Exodus begins with a growing increase in numbers of the descendants of Joseph and his brothers, which leads to their being considered a possible threat by a “new Pharaoh“. This being a story, no historical name is assigned to him. All that matters for the tale is that he “did not know Joseph“, even though it couldn’t have been all that long since the days of the very memorable exploits of, supposedly, one of the most highly successful, and economically productive, of all the Grand Viziers of Egypt.
To reduce the numbers of these people, forced labour, then ruthless slavery, was employed, and failed. As a next attempt, the Hebrew midwives were ordered to kill all male babies at birth, but this new measure was also a failure – which is hardly surprising! According to Exodus 12:37, the Hebrew population consisted of “six hundred thousand men“. If women and children are added in, we’re talking about more than 2 million people! Since there were apparently only two midwives, named Shiphrah and Puah, their excuse that they always arrived too late would seem to be watertight ! Which conveniently leads us to the story of the newly born Moses.
Legends of heroes saved, as infants, from intended death are widespread in location and time. Examples are Dionysus in Greece, Romulus in Rome, and Jesus in Christianity. The closest Ancient Near Eastern parallel to the Moses’ story, is that of the 3rd millennium King Sargon of Akkad (present day Iraq) …
“My mother.. bore me in secret. She set me in a reed basket, she sealed my hatch with pitch. She left me to the river .. The river carried me off .. Aqqi, drawer of water, brought me up as he dipped his bucket .. (and) raised me as his adopted son.”
In the biblical version, the newborn Moses, like Sargon, is placed in a “wicker basket .. caulked with bitumen and pitch“, and hidden among Nile reeds. He’s found, and adopted, by an Egyptian princess, and brought up as an Egyptian. One of the writers/editors of the story, however, seems troubled about a Hebrew ‘hero’ with an unusual name. He proposes the less than convincing idea that an Egyptian princess, (apparently conversant with the language of Hebrew slaves), came up with the name Moses, supposedly derived from the Hebrew verb mashah, meaning ‘to draw out’, as from the river Nile. The fact of the matter is, however, that Moses is an authentic Egyptian name, meaning ‘child of’, and is included in the names of such Pharaohs as Thutmoses (son of the moon god Thoth) and Rameses (son of the sun god Ra). Why a Hebrew ‘hero’ had an Egyptian name remains a tantalising mystery, (which Sigmund Freud made the most of), but you and I needn’t let this little detail spoil a delightful tale.

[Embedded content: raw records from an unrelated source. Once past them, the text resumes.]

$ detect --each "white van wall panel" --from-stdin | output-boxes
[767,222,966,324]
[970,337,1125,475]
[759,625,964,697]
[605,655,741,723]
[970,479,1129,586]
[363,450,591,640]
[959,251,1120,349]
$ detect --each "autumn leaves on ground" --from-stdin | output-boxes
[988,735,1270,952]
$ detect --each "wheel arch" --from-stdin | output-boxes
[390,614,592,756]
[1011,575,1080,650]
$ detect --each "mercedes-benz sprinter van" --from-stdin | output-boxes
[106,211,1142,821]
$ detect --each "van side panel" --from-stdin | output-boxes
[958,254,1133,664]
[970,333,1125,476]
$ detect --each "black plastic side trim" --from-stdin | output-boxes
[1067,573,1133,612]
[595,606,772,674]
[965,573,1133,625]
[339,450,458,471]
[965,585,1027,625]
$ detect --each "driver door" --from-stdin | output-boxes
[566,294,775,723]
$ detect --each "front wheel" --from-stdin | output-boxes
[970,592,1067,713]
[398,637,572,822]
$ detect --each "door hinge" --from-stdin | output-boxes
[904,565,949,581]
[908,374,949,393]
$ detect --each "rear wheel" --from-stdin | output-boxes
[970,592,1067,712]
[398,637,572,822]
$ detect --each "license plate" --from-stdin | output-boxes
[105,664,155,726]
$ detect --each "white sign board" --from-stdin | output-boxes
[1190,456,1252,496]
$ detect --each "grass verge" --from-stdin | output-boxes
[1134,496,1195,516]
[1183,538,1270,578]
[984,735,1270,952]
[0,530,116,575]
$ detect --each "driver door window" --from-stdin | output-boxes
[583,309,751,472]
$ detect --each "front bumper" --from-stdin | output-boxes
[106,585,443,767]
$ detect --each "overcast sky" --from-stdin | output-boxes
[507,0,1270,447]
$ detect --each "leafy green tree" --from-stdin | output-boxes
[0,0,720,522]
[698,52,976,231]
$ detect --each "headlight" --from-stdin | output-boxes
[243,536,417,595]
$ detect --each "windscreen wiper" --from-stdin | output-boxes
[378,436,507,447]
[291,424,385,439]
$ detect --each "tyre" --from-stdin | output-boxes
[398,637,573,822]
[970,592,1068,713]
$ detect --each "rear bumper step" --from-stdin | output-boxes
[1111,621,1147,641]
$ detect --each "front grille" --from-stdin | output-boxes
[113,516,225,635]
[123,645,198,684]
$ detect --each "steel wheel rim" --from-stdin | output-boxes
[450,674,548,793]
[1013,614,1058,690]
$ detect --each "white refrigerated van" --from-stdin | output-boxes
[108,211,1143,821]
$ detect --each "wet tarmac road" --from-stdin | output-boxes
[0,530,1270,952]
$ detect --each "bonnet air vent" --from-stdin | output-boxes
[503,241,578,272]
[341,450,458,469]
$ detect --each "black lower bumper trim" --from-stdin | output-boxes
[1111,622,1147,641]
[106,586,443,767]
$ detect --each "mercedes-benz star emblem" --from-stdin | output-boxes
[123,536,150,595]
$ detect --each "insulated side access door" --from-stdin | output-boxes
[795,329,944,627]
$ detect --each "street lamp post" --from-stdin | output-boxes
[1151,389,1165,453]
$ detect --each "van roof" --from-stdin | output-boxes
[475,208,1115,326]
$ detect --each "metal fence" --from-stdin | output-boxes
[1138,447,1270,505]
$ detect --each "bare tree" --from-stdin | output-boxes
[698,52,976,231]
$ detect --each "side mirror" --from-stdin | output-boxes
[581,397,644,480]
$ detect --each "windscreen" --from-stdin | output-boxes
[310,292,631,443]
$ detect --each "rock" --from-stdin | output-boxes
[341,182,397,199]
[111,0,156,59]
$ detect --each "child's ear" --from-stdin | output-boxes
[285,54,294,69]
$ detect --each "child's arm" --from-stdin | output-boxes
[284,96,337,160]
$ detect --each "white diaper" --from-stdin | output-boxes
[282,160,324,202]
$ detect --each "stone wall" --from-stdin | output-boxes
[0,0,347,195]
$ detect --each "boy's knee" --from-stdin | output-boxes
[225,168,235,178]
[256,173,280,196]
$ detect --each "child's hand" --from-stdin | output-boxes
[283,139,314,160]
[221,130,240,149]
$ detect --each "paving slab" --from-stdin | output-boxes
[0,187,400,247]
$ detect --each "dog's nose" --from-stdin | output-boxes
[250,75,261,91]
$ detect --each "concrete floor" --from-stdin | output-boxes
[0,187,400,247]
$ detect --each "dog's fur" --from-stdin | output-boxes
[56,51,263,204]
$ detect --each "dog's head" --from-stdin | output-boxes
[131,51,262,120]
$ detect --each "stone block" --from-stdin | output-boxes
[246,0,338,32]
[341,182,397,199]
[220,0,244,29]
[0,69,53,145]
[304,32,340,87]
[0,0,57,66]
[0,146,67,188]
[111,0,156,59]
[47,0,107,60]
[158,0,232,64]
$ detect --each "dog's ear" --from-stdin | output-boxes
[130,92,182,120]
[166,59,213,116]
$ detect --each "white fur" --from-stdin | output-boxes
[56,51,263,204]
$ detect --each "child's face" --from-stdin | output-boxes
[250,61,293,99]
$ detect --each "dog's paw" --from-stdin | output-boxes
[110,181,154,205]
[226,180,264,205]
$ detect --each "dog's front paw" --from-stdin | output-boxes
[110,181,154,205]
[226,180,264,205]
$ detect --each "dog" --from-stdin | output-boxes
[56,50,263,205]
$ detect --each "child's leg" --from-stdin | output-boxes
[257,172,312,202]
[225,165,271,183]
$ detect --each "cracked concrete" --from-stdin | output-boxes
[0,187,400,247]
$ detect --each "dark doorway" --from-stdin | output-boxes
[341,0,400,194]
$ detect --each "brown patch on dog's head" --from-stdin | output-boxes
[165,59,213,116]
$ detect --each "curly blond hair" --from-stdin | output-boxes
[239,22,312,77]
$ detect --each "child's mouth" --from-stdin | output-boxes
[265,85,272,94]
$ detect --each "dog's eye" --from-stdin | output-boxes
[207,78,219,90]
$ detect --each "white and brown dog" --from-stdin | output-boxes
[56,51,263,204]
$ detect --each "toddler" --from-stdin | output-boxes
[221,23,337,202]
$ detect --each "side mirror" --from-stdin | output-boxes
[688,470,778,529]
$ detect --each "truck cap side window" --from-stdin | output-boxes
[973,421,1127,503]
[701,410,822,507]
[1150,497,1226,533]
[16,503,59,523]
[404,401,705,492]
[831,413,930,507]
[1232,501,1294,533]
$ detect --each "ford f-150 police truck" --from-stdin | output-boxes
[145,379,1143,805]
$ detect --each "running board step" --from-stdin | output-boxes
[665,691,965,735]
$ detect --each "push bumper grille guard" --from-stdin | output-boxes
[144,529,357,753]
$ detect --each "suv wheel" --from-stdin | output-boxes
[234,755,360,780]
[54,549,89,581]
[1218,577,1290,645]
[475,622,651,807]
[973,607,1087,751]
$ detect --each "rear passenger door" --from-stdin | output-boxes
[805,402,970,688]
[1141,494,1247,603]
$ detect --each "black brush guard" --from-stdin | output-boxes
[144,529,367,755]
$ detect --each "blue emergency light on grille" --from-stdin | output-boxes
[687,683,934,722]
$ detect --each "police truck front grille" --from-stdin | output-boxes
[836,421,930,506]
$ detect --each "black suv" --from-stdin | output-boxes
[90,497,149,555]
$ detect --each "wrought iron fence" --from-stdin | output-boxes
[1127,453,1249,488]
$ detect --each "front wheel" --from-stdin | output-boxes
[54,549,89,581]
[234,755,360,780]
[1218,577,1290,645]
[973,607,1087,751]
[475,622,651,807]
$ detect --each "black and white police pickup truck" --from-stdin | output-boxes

What the writer/editor is wanting us to pick up on, is dependent on our having some acquaintance with the original language in which the story was written. The Hebrew word used to describe the “basket” into which Moses was placed, occurs in only one other place in the Hebrew Bible. It’s used of Noah’s ark, a very much bigger ‘basket’ which, likewise, was daubed with pitch to make it waterproof. The point being made is that Moses, like Noah, is intended to become a means of deliverance. Just as Noah saved the entire human species from destruction, so Moses will be the saviour of the Hebrew people – their deliverer from brutal slavery and the threat of genocide.
Good stories, which endure down through the years, are often adapted to suit other times and circumstances. And so the infant delivered from the threat of death turns up again in Mathew’s Gospel, where Herod takes the place of the Pharaoh, and similarly orders the death of all male infants. Where is Jesus taken? Egypt comes into focus once again and, when it is safe for him to leave there, the message that comes from on high is a repeat of the message given to Moses in Exodus 4:19 after he’d had to temporarily flee Egypt – “all those who wanted to kill you are dead“. Matthew is suggesting that Jesus is the new Moses, who will deliver God’s people from enslavement to this world, and bring them to the ‘promised land’ yet to come.
There may well be some historical events and personages underlying these stories in Exodus, but they have been elaborated, exaggerated, and otherwise modified through centuries of oral, before written, transmission. If they’re taken literally, they involve us in such palpable nonsense as slave populations of over two million, and in taking as history, events that we’d unquestionably describe as legendary in other writings. Let’s just enjoy the good story telling, first and foremost, and leave the devils in the details for another day.